1The FBI estimates that wire transfer phishing attacks, also known as whaling and business email compromise attacks, rose more than 270% in the first eight months of 2015. Businesses losses have totaled more than $2 billion since January 2015, often generating income for organized crime. With the number of attacks expected to rise, organizations everywhere are seeking more effective email phishing protection.
Stop wire transfer phishing
Mimecast provides protection from wire transfer phishing and other advanced targeted attacks as part of its Targeted Threat Protection service.
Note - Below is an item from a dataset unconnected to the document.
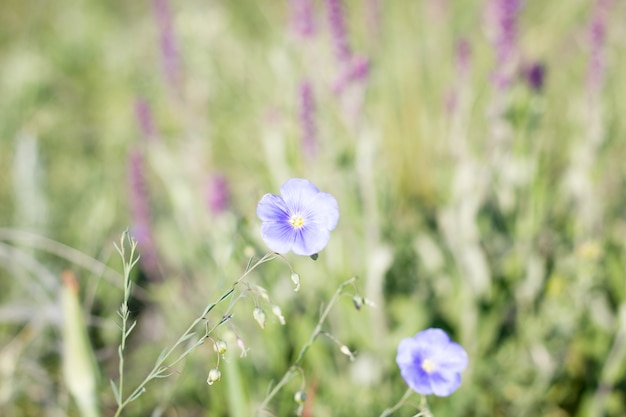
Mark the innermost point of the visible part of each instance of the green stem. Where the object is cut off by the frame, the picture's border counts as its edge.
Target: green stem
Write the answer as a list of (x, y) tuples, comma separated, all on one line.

By extending existing security gateway services to protect against a broad range of sophisticated attacks, Mimecast's wire transfer and spear phishing protection prevents employees from falling prey to malicious links, weaponized attachments and social engineering techniques.
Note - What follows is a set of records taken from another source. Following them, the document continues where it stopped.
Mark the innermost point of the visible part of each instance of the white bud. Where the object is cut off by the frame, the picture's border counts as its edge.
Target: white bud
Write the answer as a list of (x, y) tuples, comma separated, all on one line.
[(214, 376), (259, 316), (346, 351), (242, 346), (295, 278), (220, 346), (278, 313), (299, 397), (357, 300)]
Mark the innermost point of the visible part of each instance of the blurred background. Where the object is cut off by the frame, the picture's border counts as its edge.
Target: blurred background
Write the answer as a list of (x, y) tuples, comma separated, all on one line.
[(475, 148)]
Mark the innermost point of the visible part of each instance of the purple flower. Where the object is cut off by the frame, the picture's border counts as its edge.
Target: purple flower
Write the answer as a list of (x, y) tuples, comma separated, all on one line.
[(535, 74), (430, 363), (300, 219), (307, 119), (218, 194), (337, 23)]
Mimecast provides wire transfer phishing protection for all devices, including corporate desktop and mobile devices as well as employees' personal devices. By scanning inbound emails in real time, Mimecast provides instant and complete protection against these attacks that rely on sophisticated social engineering techniques.
How to prevent the threat of wire transfer phishing
Mimecast Targeted Threat Protection -- Impersonation Protect scans all email as it passes through the Mimecast Secure Email Gateway, examining several parts of each message to spot key indicators of a wire transfer phishing attack. Indicators include:
- A false display name or friendly name that is attempting to spoof an internal email address.
- A domain name that is a close match to the existing corporate domain.
- The age of the domain name, as newly registered domains are more likely to be suspicious.
- Certain language in the body of the message, including phrases like "bank transfer" or "wire transfer".
When an email seems suspicious, Mimecast blocks it, quarantines it for review or tags it as suspicious before sending it on to the employee, depending on rules set by IT administrators.